Advance had developed inky blue-black shades on vintage Morrison dye ranges at its mill in Nah Trang, Vietnam. Ix said the shades offer exceptional flexibility from dark rich saturated rinse shades that highlight clean dark washes to light washes that show a pop of indigo mixed with midnight highlights.

Artistic Milliners is focused on deeper, authentic black denim washes. Baber Sultan, director of product development and research for Artistic Milliners, said partnerships with Archroma and Nature Coatings have allowed the manufacturer to make major strides.

“Archroma’s Diresul Evolution Black dyestuff is an absolute game-changer in terms of sustainability and superior color, minimizing both resource usage and worker exposure to harmful chemicals,” he said. “And Nature Coatings’ BioBlack TX, a completely carbon-negative black pigment made from wood waste, gives us amazing results as an alternative to traditional petroleum-based dyes.”

DNM Denim offers new dark indigo tones for F/W 25-26. Pure Indigo Midnight Blue, defined by its intense color tone, is an ideal color for use in a raw appearance. Zuhal Karaçayır, DNM Denim’s assistant marketing manager, said the color offers a flawless, shiny and clean color appearance.

A second color, Beyond Blue, “sets a new standard for depth and originality in dark washes with its sulfur top indigo tone,” she said.

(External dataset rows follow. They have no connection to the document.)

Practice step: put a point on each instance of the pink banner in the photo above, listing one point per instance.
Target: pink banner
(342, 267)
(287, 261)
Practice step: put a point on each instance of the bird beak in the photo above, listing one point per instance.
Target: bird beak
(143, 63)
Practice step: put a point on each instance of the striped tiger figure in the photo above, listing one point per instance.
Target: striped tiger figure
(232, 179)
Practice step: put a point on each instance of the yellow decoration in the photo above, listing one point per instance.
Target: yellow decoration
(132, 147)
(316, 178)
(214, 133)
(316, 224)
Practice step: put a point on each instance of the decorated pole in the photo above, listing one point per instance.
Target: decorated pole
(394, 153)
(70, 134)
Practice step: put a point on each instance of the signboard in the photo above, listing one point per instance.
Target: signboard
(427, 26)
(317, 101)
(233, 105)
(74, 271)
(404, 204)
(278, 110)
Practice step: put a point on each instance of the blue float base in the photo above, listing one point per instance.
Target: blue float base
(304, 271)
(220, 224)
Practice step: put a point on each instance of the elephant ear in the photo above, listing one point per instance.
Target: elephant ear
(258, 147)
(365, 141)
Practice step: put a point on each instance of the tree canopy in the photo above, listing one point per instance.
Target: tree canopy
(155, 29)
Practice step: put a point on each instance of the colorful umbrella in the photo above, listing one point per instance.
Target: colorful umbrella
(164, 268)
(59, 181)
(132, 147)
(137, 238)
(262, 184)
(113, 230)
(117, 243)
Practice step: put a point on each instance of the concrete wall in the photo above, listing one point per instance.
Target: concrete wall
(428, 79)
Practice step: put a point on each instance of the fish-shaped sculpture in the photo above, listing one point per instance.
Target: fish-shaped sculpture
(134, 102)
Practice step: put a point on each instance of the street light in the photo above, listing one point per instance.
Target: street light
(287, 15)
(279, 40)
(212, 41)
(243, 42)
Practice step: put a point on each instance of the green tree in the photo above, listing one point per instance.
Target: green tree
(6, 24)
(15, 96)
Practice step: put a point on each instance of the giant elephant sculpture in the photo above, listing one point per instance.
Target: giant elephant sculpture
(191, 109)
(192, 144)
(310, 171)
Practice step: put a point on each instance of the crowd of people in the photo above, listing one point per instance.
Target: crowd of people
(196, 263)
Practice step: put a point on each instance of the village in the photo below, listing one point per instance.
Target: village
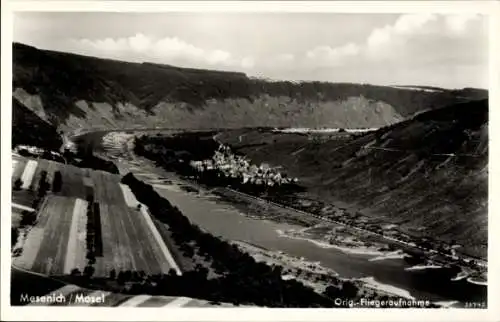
(234, 166)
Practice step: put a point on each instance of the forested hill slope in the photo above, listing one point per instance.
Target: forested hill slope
(429, 174)
(72, 91)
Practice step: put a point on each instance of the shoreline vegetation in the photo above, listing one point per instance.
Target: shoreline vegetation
(176, 153)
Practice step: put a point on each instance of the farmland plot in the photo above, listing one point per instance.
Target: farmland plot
(29, 171)
(18, 170)
(76, 249)
(107, 189)
(72, 181)
(43, 165)
(23, 197)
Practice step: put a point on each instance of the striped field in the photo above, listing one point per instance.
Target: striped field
(56, 244)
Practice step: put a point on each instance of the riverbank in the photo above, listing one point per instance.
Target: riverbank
(359, 250)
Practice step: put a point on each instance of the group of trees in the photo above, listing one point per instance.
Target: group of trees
(239, 278)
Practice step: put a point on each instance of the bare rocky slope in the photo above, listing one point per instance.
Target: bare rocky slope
(429, 174)
(73, 92)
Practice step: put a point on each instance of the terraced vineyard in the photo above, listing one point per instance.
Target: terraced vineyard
(123, 235)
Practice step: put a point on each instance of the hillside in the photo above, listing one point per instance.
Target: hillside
(429, 174)
(72, 91)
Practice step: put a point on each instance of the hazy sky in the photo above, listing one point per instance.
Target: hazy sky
(443, 50)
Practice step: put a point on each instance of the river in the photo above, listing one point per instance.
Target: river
(222, 219)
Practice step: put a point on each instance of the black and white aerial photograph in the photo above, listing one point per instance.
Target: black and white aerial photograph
(249, 159)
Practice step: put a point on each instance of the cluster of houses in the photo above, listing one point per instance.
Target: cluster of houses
(233, 166)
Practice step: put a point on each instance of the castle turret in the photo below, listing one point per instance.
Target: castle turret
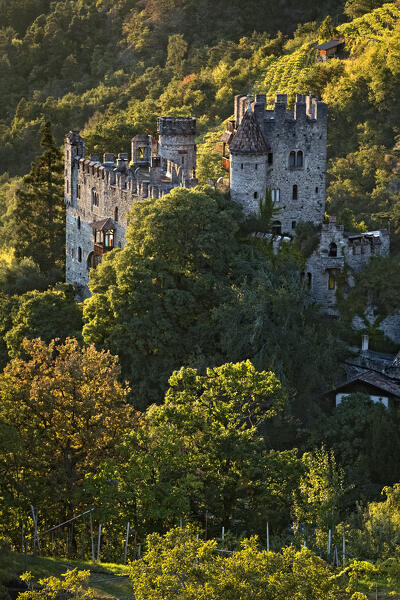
(177, 142)
(248, 164)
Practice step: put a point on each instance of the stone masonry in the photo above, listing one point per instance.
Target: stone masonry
(280, 150)
(289, 158)
(98, 195)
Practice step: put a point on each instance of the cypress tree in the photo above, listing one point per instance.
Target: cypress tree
(39, 230)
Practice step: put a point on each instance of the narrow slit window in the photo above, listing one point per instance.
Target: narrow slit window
(299, 162)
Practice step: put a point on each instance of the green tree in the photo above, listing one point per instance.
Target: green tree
(65, 411)
(176, 54)
(187, 568)
(72, 584)
(318, 500)
(202, 451)
(152, 302)
(50, 314)
(357, 8)
(364, 439)
(39, 217)
(327, 30)
(374, 295)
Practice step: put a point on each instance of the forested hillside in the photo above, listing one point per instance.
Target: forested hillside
(193, 388)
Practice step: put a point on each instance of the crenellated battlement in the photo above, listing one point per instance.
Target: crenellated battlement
(176, 126)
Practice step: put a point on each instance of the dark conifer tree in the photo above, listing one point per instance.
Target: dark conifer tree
(39, 230)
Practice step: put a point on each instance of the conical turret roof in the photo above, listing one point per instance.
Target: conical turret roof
(249, 138)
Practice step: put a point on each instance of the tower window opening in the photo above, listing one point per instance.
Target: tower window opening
(95, 198)
(332, 249)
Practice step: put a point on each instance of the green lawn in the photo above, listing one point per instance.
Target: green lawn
(108, 580)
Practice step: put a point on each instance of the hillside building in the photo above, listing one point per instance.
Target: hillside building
(280, 150)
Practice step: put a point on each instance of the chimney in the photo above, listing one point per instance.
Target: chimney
(364, 342)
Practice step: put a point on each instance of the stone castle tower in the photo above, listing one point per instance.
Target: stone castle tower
(282, 151)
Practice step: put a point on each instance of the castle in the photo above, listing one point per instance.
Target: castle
(280, 150)
(99, 195)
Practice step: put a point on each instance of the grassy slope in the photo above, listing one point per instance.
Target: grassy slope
(108, 580)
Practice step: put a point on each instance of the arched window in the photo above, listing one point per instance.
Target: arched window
(95, 198)
(276, 193)
(299, 162)
(332, 249)
(277, 228)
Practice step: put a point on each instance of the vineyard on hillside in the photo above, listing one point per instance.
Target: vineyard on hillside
(373, 26)
(283, 75)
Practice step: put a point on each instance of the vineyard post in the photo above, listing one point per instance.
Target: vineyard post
(126, 543)
(98, 543)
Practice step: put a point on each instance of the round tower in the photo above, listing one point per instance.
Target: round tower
(248, 164)
(177, 142)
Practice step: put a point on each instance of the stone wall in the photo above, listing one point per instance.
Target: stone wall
(95, 191)
(336, 249)
(296, 156)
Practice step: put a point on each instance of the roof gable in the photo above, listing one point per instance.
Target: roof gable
(249, 138)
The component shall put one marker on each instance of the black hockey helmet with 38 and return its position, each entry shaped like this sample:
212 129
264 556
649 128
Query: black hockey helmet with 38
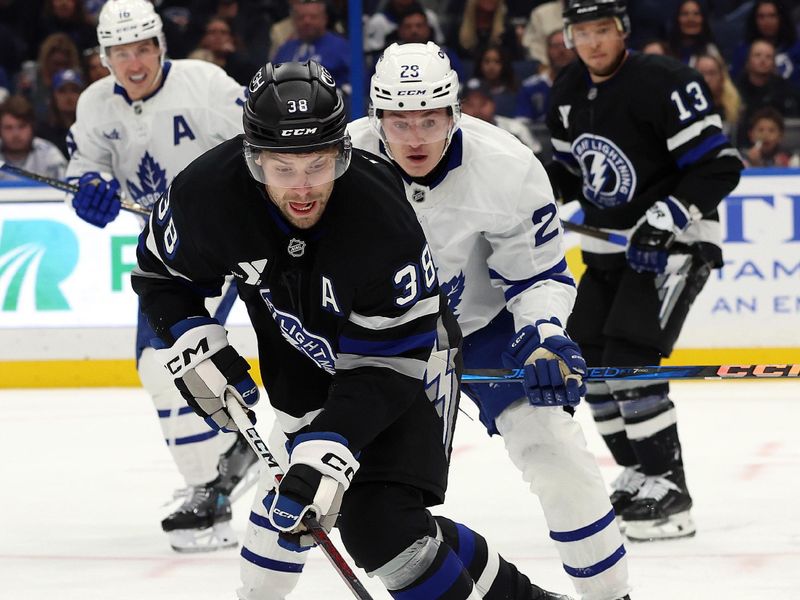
294 107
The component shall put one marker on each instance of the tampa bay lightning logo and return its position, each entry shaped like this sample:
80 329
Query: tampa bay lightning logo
315 347
452 290
609 178
152 182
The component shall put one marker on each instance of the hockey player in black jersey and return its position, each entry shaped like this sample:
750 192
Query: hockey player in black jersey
638 142
342 293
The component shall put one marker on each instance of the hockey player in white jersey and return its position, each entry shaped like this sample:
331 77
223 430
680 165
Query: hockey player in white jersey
135 130
487 209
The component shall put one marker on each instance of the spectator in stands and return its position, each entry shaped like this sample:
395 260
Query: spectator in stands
19 147
770 20
381 24
67 16
218 38
656 46
766 139
726 96
57 52
93 67
477 101
544 19
315 42
760 86
485 24
413 28
691 34
67 86
494 69
534 94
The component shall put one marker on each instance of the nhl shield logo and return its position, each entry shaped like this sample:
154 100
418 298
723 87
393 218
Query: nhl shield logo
296 247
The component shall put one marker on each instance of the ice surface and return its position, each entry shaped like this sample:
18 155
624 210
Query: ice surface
85 473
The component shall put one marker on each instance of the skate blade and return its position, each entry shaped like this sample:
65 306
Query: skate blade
679 525
218 537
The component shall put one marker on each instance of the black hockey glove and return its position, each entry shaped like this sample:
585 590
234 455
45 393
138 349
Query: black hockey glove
205 368
321 468
648 248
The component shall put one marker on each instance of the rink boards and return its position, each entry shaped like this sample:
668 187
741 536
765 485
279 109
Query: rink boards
65 294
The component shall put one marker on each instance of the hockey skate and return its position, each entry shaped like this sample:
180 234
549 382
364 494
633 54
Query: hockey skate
238 469
538 593
202 523
660 510
625 487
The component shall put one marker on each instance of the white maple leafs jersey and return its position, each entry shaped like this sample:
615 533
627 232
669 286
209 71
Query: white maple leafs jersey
492 225
144 144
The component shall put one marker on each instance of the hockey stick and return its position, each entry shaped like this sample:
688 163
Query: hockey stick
614 238
125 202
310 521
652 373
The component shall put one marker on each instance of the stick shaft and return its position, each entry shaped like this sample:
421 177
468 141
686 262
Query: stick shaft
320 536
125 202
650 373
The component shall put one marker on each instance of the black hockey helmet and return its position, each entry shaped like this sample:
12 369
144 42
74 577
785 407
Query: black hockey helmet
580 11
294 107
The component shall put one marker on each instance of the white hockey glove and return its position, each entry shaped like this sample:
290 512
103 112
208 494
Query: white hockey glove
321 468
553 365
205 366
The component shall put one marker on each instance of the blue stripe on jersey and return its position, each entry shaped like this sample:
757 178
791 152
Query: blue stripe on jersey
555 273
269 563
387 347
596 569
184 410
437 584
466 544
701 150
584 532
193 439
225 305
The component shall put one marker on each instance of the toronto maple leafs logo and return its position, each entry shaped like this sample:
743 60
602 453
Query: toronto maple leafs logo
316 347
152 182
453 290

The color is suitable for clean vintage looks and weathered denim aesthetics in lighter washes.

Gray is also an important color for DNM Denim this season. The Egyptian mill introduces two new options, Granite Gray, a dark and sophisticated shade, and Basalt Gray, which can be washed down to achieve a washed look.

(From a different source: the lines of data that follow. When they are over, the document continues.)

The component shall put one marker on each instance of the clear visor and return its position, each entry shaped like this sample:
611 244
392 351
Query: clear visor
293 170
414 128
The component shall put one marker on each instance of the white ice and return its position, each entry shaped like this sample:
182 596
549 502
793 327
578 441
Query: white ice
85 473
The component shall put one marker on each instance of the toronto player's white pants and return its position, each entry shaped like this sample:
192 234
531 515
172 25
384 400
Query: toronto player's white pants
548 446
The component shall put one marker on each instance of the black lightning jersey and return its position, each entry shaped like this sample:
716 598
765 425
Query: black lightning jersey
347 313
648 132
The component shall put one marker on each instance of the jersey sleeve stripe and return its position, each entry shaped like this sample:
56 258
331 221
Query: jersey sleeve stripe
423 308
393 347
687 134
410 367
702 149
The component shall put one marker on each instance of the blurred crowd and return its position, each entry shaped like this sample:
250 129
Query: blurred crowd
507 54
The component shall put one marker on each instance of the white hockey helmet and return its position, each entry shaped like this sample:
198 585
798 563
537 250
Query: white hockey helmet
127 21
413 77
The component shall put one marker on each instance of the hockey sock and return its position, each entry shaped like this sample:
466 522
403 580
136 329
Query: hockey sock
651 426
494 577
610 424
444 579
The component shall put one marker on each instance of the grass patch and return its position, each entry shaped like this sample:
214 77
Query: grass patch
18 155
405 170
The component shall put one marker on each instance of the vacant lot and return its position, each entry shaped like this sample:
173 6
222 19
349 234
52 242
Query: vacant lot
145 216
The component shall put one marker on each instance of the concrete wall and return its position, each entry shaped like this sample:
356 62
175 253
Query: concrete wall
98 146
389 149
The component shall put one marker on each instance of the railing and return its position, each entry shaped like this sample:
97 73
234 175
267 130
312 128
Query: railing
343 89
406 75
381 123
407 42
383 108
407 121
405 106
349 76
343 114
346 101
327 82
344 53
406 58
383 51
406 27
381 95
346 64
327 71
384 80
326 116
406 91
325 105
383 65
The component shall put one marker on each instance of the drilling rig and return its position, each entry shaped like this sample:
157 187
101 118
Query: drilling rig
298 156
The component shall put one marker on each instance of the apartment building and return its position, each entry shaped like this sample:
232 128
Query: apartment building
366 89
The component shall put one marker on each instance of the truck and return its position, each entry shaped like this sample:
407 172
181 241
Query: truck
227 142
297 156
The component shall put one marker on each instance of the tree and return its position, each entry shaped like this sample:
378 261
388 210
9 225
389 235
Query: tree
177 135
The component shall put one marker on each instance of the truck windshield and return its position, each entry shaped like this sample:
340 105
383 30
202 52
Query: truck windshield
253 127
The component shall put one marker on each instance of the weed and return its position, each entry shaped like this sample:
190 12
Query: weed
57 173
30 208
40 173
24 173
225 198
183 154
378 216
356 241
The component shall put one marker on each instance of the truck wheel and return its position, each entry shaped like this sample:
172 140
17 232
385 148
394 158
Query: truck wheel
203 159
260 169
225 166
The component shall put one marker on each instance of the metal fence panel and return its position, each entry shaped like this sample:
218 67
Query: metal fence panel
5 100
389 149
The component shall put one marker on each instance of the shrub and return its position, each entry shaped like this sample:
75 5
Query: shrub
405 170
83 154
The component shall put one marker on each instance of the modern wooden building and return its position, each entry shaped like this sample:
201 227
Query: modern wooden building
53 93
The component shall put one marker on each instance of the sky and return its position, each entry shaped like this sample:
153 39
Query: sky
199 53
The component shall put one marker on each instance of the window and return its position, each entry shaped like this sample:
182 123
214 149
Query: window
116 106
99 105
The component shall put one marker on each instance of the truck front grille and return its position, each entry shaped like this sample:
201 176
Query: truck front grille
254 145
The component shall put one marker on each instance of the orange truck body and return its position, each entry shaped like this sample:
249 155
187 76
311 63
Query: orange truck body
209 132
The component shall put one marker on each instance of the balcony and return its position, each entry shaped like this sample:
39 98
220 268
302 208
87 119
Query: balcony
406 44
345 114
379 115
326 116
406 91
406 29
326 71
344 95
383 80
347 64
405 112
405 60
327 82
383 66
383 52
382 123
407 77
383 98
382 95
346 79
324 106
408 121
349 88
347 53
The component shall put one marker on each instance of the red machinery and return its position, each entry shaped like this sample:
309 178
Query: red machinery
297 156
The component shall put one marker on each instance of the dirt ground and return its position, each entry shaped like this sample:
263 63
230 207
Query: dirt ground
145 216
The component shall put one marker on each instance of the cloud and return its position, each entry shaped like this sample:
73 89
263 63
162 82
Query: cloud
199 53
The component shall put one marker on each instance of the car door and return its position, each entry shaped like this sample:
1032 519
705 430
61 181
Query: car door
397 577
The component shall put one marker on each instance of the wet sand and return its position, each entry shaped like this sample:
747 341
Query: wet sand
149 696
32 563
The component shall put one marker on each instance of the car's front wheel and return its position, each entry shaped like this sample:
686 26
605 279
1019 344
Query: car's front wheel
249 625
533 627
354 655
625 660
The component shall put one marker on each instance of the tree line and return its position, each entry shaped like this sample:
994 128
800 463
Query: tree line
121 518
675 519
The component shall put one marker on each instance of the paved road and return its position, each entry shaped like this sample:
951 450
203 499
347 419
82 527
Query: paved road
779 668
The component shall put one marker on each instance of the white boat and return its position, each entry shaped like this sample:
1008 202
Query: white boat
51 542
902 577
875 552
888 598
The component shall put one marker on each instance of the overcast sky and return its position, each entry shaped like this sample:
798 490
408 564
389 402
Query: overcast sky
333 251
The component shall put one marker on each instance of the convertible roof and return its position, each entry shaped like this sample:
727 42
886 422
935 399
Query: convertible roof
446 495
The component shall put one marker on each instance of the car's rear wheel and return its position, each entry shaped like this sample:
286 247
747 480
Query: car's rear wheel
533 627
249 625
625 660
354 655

Bossa is using two resource-saving processes this season. Dyeboss is an environmentally friendly production technique that eliminates the use of hydrosulfite. Due to a special reducing agent, the dyeing process generates less salt. This results in more regular dyeing, higher oxygen stability and less by-products. It is also odorless and dust-free.

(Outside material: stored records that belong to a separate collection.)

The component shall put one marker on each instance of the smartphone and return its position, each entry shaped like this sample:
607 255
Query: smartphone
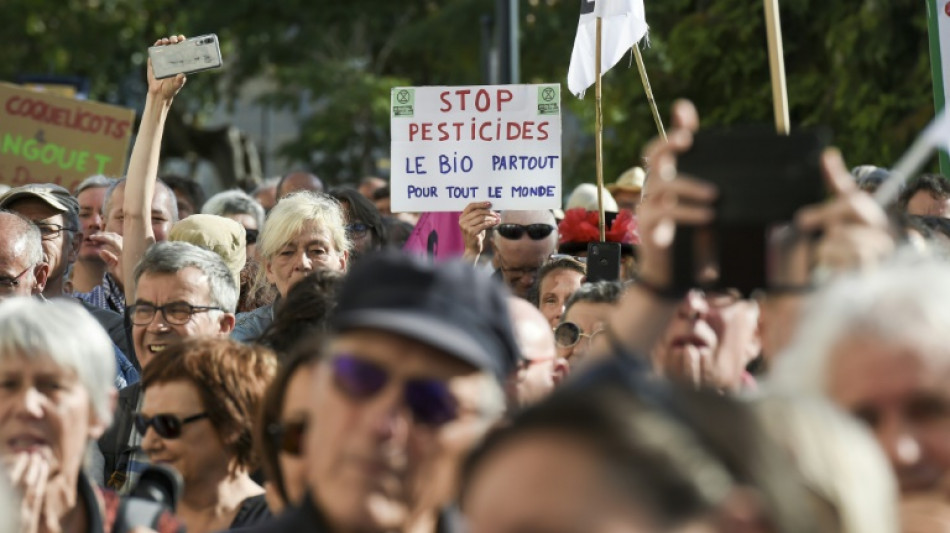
763 178
191 55
603 261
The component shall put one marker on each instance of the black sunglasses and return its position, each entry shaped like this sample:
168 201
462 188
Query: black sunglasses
288 436
515 231
429 400
568 334
167 426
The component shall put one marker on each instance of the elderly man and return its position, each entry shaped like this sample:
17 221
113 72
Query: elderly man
522 241
23 271
180 291
109 293
540 369
409 382
52 209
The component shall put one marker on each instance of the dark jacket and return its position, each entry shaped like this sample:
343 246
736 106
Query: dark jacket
114 443
306 517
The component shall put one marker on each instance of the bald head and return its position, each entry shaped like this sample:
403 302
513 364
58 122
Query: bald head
298 181
21 256
541 369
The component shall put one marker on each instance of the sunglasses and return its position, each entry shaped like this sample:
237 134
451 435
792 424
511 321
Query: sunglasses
429 400
516 231
167 426
568 334
288 436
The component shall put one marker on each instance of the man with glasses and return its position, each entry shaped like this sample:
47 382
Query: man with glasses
55 213
22 269
411 379
181 291
522 241
585 318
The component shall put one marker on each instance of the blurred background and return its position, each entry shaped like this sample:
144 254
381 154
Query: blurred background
306 83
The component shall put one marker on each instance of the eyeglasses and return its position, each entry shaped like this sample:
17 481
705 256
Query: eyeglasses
568 334
357 229
175 313
166 425
14 282
516 231
429 400
288 436
50 231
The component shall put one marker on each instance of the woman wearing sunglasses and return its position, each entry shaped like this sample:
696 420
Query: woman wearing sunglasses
280 430
200 399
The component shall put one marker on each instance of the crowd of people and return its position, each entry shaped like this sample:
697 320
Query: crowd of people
278 361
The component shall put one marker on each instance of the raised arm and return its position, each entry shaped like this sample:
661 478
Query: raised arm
143 170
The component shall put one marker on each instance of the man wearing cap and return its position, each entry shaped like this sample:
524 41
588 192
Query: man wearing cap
55 213
411 379
627 189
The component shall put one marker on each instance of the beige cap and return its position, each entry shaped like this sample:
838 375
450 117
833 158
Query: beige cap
222 236
630 181
53 195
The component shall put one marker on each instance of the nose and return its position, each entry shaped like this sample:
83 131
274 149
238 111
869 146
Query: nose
694 306
899 442
303 261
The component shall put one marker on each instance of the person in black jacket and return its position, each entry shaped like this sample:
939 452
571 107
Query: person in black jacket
410 380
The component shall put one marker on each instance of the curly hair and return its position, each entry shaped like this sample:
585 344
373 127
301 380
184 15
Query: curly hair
231 379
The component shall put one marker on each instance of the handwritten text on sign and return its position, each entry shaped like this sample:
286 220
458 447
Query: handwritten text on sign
457 145
46 138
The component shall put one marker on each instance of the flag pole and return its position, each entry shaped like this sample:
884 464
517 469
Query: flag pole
599 135
773 30
649 91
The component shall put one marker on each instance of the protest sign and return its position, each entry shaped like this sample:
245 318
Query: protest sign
46 138
455 145
938 18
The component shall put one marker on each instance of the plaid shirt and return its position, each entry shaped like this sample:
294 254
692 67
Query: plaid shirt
106 295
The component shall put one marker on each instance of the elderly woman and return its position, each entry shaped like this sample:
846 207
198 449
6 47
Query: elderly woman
200 400
56 396
304 232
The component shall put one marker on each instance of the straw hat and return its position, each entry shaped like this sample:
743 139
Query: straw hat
630 181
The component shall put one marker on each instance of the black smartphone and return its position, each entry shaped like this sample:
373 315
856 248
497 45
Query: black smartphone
763 178
603 261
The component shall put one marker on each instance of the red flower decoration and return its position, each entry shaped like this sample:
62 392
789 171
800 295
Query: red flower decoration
580 225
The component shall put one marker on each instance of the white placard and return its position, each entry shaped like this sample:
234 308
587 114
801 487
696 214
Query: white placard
455 145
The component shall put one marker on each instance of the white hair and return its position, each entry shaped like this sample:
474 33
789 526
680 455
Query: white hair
905 302
66 333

The Turkish mill’s SaveDyeBoss process is the water, energy and effluent-saving version of the DyeBoss. It combines Dystar’s Eco Advance dyeing method with the Dyeboss process.

Responsibility is baked into Raymond UCO Denim’s manufacturing process, according to Sudhir Deorukhkar, Raymond UCO Denim general manager. He added that the Indian mill was one of the first to have a completely biological effluent treatment plant, which allows the company to recycle about 97 percent of the water used in production.

“We see sustainability as a path, not a destination, and we try to reflect that in every product we make. We are showcasing few articles dyed with natural indigo which has traditionally been extracted from dried leaves from the Indigofera tinctoria plant,” Deorukhkar said.